Project

This course includes one project, which will be due on December 3 at 18:00. You will create your project in the style of an article as a Prismia assignment, and we will publish everyone’s articles on a public “DATA 1010 projects” page. Update: this gallery is now available, at https://prismia.chat/data1010-projects.

Content

Your article will be an explainer for one topic which is adjacent to DATA 1010 topic sequence. Here are some ideas:

These topics are just ideas; you’re welcome (and encouraged) to choose your own topic. You can look at the free book Mathematics for Machine Learning for lots more ideas. Feel free to ask on the message board to get feedback about any particular ideas you might be considering. We will also add to the list above as the term progresses.

Language

It’s very likely that you’ll want to include some code to help the reader understand the details of your topic. You are not required to use Julia. However, you should use Julia or Python or R unless you have a really compelling reason to use something else. Note that you could also use multiple languages if you had occasion to do so, since you can start any Prismia cell with #lang python or #lang julia to specify the language for a particular cell.

Format

To keep everything as simple and familiar as possible, we’re going to manage the submissions as Prismia assignments. Go to your assignments page and find the Project assignment. Craft your blog post as a sequence of Prismia messages. Once the assignments are submitted, we will automatically create Prismia shared lessons from your submissions and also create a publicly viewable page listing all of the projects.

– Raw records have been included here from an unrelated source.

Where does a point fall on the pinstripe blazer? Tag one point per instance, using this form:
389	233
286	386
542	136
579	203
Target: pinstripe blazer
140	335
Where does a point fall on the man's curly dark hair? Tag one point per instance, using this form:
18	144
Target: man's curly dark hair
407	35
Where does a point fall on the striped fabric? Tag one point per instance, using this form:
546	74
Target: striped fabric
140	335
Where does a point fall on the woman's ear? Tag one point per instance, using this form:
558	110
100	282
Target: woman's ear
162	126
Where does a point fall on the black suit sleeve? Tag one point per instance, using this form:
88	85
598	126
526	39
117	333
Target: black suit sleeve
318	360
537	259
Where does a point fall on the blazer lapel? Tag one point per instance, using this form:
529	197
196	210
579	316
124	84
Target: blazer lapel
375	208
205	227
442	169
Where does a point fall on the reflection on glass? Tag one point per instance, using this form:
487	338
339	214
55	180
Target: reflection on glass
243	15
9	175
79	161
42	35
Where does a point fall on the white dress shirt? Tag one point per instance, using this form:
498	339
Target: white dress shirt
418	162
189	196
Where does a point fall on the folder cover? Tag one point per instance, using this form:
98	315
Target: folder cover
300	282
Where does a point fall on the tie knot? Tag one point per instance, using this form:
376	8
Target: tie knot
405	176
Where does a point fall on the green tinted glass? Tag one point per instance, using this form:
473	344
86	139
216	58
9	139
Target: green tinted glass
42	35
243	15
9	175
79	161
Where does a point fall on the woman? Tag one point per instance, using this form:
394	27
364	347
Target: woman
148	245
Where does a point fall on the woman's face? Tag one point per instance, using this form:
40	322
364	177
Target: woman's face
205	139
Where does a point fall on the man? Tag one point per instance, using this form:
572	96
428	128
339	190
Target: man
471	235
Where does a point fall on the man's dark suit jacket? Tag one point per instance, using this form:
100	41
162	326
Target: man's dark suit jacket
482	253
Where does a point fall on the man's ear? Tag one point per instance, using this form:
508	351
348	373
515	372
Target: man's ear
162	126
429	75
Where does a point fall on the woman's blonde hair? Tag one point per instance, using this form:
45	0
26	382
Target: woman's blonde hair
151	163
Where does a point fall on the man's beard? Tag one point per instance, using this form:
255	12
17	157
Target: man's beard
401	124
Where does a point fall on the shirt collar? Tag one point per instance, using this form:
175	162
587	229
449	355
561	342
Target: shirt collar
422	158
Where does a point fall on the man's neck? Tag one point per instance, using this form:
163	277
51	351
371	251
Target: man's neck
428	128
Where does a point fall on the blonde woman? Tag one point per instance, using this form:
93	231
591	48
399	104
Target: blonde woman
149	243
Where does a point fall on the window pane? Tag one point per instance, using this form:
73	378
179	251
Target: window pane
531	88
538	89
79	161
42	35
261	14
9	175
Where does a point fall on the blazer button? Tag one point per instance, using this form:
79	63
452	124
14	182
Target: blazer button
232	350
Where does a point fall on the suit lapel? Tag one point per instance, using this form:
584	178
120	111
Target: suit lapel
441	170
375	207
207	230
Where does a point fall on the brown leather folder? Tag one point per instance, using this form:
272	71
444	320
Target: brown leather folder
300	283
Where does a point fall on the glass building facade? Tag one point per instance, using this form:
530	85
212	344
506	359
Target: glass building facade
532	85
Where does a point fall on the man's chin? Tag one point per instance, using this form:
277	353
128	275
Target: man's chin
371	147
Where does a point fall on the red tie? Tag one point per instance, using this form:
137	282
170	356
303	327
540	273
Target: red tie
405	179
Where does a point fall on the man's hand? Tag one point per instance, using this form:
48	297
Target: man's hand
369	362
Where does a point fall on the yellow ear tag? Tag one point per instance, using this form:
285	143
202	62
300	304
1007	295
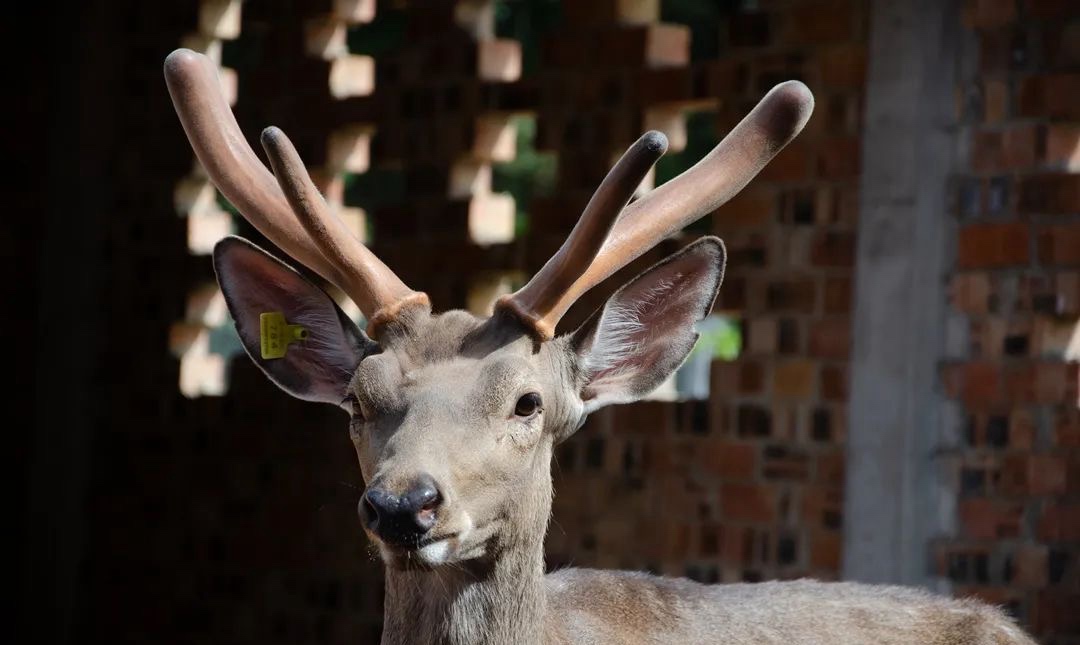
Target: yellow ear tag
277	335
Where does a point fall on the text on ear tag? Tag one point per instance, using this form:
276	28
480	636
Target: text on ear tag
275	334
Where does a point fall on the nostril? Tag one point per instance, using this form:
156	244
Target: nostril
424	498
368	512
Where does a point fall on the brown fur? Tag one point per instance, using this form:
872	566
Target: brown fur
436	397
503	596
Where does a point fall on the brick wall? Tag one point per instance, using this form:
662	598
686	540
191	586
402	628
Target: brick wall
747	485
1015	296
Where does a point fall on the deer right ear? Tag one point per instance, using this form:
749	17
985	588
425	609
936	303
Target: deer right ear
646	330
316	367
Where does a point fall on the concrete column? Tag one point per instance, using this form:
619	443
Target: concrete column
894	504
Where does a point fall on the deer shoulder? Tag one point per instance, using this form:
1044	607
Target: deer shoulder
604	606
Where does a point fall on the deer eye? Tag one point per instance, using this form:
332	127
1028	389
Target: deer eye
528	405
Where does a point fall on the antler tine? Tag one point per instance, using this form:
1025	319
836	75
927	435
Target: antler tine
701	189
245	182
542	301
375	289
230	162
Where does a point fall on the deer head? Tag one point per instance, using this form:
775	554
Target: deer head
454	417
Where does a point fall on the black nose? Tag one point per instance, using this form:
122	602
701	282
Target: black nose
401	520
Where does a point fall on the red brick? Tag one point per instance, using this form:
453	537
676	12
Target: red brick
748	209
1060	244
837	296
1055	612
751	377
998	50
1022	146
987	14
834	383
822	507
1061	45
1060	522
748	502
838	159
1049	193
1062	145
844	66
794	379
1021	429
1029	566
987	150
833	249
729	459
1050	95
1033	474
790	164
1067	428
825	550
820	22
990	245
970	293
984	519
996	101
1051	9
832	468
974	383
831	338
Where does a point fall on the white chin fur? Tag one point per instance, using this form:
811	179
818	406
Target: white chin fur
435	552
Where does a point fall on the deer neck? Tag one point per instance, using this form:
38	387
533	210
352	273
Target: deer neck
497	600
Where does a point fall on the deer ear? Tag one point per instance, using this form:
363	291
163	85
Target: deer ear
318	367
646	330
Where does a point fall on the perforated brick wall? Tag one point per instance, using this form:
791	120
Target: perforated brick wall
1014	293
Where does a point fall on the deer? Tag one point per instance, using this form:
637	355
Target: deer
454	417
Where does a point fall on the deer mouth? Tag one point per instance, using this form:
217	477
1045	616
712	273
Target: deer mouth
427	553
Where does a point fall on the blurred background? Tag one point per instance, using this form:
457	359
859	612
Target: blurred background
883	391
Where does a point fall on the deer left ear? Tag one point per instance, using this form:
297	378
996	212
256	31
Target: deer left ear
646	330
315	367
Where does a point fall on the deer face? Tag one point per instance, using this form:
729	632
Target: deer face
454	417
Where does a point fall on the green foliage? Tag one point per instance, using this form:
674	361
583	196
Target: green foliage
720	338
528	22
528	175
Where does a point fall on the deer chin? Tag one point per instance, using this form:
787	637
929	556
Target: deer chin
445	548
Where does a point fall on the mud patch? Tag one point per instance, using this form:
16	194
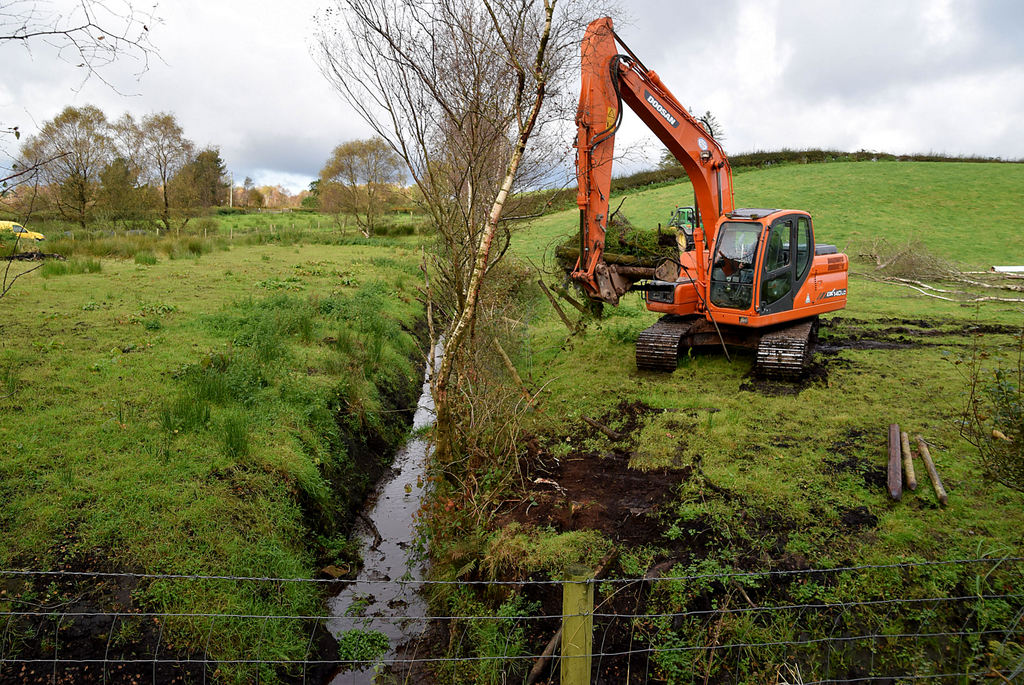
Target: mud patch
583	490
858	518
817	374
847	457
841	333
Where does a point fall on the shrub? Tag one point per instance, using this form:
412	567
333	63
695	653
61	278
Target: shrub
993	421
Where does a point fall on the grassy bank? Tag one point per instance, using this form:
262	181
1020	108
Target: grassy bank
215	414
748	475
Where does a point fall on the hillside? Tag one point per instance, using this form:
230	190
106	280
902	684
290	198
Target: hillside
715	471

Note: We will add functionality to the Assignments page will allow you to preview your article exactly as it will appear once it’s published.

Expectations

The main objectives to keep in mind as you write your article are readability, informativeness, and accuracy. You want to set the stage: explain the motivation and describe what you’re going to accomplish. Then get into the details, explain how the various components work in the context of an illustrative example, and also make some connections to real-world applications.

All of these are loose suggestions. The main goal is to tell a great story. The only specifically required element is some presentation of a nontrivial mathematical idea, even if it isn’t the main overall focus. It’s also very likely that you’re going to need to include some visuals to create a compelling reading experience.

A good example to look at for style and length is this article. It’s very much on the longer end of the spectrum at around 3600 words; I recommend targeting a length in the range 50% to 100% as long as this one (shorter than 1500 words would be too short). The other thing this article does which is not necessary is a code walkthrough; whether you want to do that is up to you.

To see another example which is actually in Prismia, check out ML with Mathlets.

Reviews

After the blog posts are submitted, each person will be responsible for reading two other students’ blog posts and providing feedback on what they found clear, interesting, helpful, etc. The mapping between readers and blog posts will be chosen uniformly at random.

The review deadline will be two weeks after the blog post submission deadline. You should not expect the review to represent a very large time investment; the goal is to provide an incentive to do a good enough job with the blog post that it will be helpful to at least the two readers from the class.